Having only seen and loved this Disney classic for the first time on Day 222 of the challenge, so then imagine my delight along with millions of others as we got to say “Hakuna Matata” all over again when Disney announced The Lion King was getting a cinematic re-release.
Like then again today I was just totally blown away by the compelling story which is very reminiscent of Hamlet. The vocal talents of James Earl Jones, Rowan Atkinson, Matthew Broderick, Whoopi Goldberg are superb, but pick of the bunch as to be Jeremy Irons as Mustafa evil ambitious brother, Scar.
The Lion King gets everything perfectly right and it’s an adventure full of excitement with a nicely pitched sense of comedy along with an undercurrent of seriousness, and oh and there are those roaring songs “Circle of Life”, “Can You Feel the Love Tonight” and “Hakuna Matata” by Elton John and Tim Rice to sing along too, well in my case attempt to sing.
Whilst the 3D genuinely does work and it does have a couple of stand-out moments, but in all honestly it didn’t need it as the magic is in the story, and this heartwarming classic will infinitely charm the hearts of the old and new generations for years to come.
#258 / 365 – ‘Bicycle Thieves’ (1948) – 93 mins
IMDb Challenge #151 / 250 – Ranked #88 – Lovefilm
Antonio Ricci has been unemployed for more than two years when he finally gets a job putting up posters. The one condition of employment is that he must have a bicycle – which he is more than happy to pawn the family linen for. After a single day of happy employment, tragedy strikes when the bike is stolen. He and his son set out to find the missing bike…
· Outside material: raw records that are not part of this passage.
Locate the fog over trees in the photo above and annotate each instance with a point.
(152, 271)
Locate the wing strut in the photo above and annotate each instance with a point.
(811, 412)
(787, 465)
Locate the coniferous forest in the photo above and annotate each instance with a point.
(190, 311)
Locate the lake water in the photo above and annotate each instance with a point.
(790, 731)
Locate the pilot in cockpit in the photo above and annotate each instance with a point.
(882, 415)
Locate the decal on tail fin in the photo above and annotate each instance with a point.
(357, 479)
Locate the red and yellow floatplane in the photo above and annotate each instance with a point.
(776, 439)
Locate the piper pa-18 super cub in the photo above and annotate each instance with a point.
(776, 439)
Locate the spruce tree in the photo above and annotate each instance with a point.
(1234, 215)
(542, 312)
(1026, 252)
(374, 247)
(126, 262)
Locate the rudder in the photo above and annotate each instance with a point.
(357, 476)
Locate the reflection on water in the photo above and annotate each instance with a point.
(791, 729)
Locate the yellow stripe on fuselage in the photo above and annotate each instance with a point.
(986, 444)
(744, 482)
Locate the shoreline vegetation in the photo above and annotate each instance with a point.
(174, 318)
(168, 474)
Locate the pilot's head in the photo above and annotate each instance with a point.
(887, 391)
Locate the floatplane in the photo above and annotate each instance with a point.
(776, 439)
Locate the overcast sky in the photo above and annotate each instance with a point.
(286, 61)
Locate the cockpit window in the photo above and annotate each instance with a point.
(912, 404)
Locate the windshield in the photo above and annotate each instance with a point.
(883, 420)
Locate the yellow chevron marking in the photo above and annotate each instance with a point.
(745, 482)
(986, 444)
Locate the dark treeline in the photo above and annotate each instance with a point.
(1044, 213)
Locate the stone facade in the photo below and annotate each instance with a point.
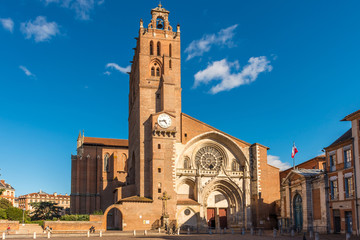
(60, 200)
(8, 192)
(304, 204)
(177, 169)
(343, 166)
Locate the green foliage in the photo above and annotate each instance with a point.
(3, 214)
(75, 218)
(14, 214)
(98, 212)
(45, 211)
(5, 204)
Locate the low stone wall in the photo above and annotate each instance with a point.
(73, 225)
(4, 224)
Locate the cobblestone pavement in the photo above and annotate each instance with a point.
(154, 236)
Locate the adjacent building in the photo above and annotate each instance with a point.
(8, 192)
(304, 195)
(59, 199)
(344, 178)
(173, 169)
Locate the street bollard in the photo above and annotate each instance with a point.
(347, 236)
(317, 236)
The performances are wonderful and utterly convincing from Antonio (Lamberto Maggiorani) and his son Bruno (Enzo Staiola) as they search through the bustling impoverished streets of Rome in sheer desperation to save his job, against what appears to be all the odds.
In one scene society’s failure to realise how significant the bicycle is to the welfare of Antonio and his family is perfectly underlined when Antonio reports the crime to a policeman who just waves him away saying – it’s just a bike, don’t you think the police have more important things to be dealing with?
Bicycle Thieves revolves around a simple plot but it is one that superbly executed in what is a beautiful and moving exploration of the devastating effects of unemployment, poverty as on the dignity of ordinary people.